Proponents of rapamycin say it works by ramping up the body’s cellular waste-removal system through suppression of the activity of a gene called mTOR, which produces certain proteins that help control cell metabolism. Those working with the compound hope that, in addition to extending life, rapamycin can be used to fight specific diseases, namely cancer.

Genetic Engineering and Other Methods

While some researchers have been trying to extend healthy life using chemical compounds, others have been trying a different approach: genetic engineering. The idea is that since different animals have radically different life spans, there must be genes in all living creatures that regulate age. If these genes can be found and effectively manipulated, life can be dramatically extended.

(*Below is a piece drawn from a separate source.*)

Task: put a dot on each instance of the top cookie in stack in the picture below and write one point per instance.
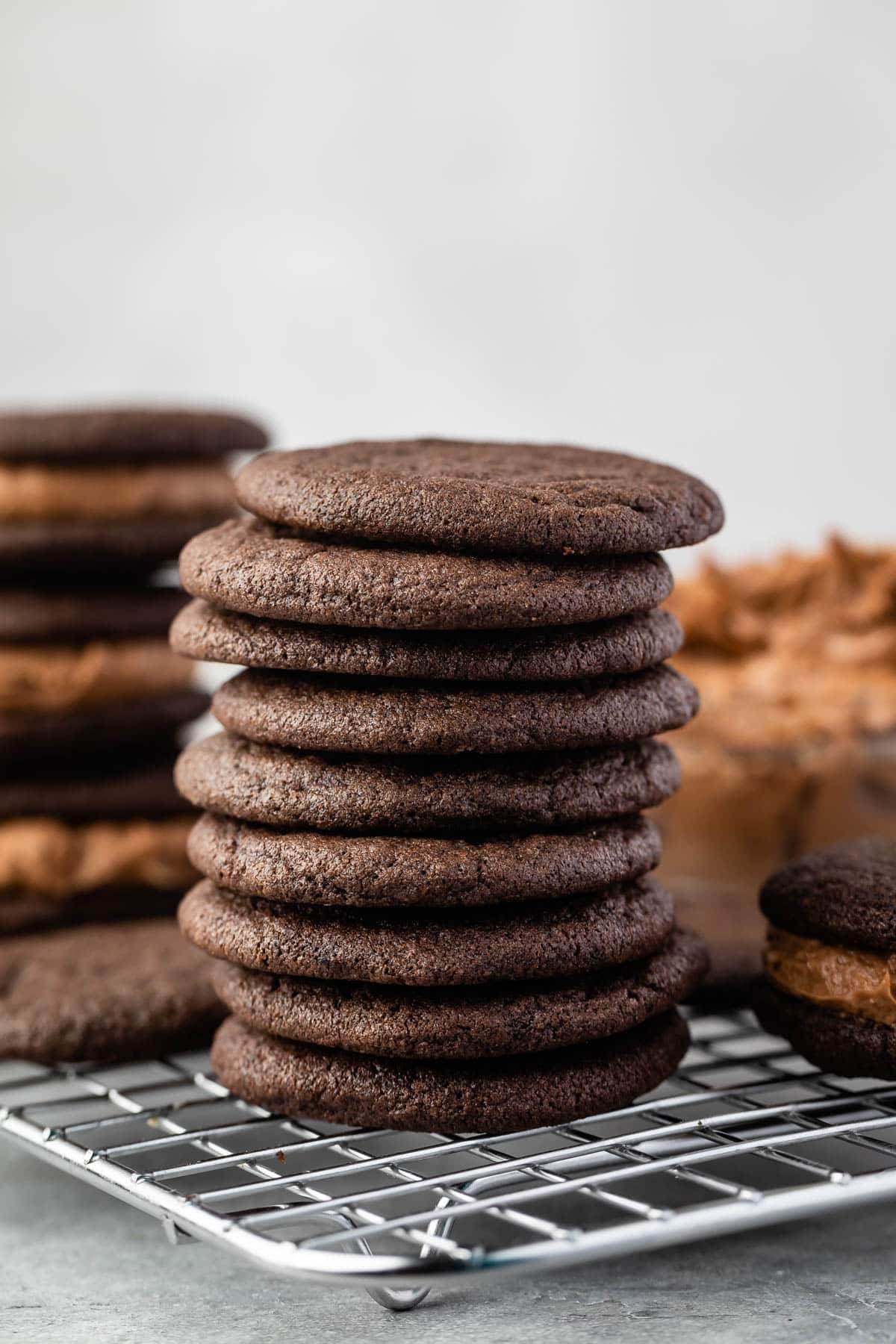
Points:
(425, 855)
(92, 697)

In the early 1980s, scientists began looking for so-called “Methuselah genes” in roundworms by turning on or off one particular gene and then seeing how long the mutated worms lived. Roughly 1,000 mutations later, in 1988, a biomedical researcher at the University of California at Irvine named Thomas Johnson showed that turning off a particular gene he called age-1 more than doubled the affected worm’s life span.

Other researchers, notably Cynthia Kenyon of the University of California at San Francisco, have subsequently produced much longer-lived roundworms, with life spans up to six times greater than normal. A similar experiment with fruit flies, also at UC Irvine, yielded significant gains in life span as well. But whether such a longevity gene exists in humans – or even in higher-order animals, such as cats or monkeys – is still an open and hotly debated question.

Recently, scientists at the Albert Einstein College of Medicine in New York City have found a molecule that may provide another possible path to extending life.

In May 2013, the researchers announced that they had discovered a chemical called NF-κB in the brains of mice – specifically in the hypothalamus – that appears to trigger aging processes throughout the body. Suppressing the release of the chemical in middle-aged mice allowed them to live longer and with fewer age-related illnesses. If this phenomenon also occurs in people, the researchers said, it would better explain the causes of aging and could eventually lead to effective anti-aging treatments.16

SENS and Singularity

Drugs such as resveratrol and rapamycin and experiments with Methuselah genes have the allure of a magic bullet: take a pill or flip a genetic switch and live an extra 20, 30 or even 40 healthy years. Some in the anti-aging movement, however, believe real gains will not be made by regularly ingesting one compound but through a combination of medical therapies.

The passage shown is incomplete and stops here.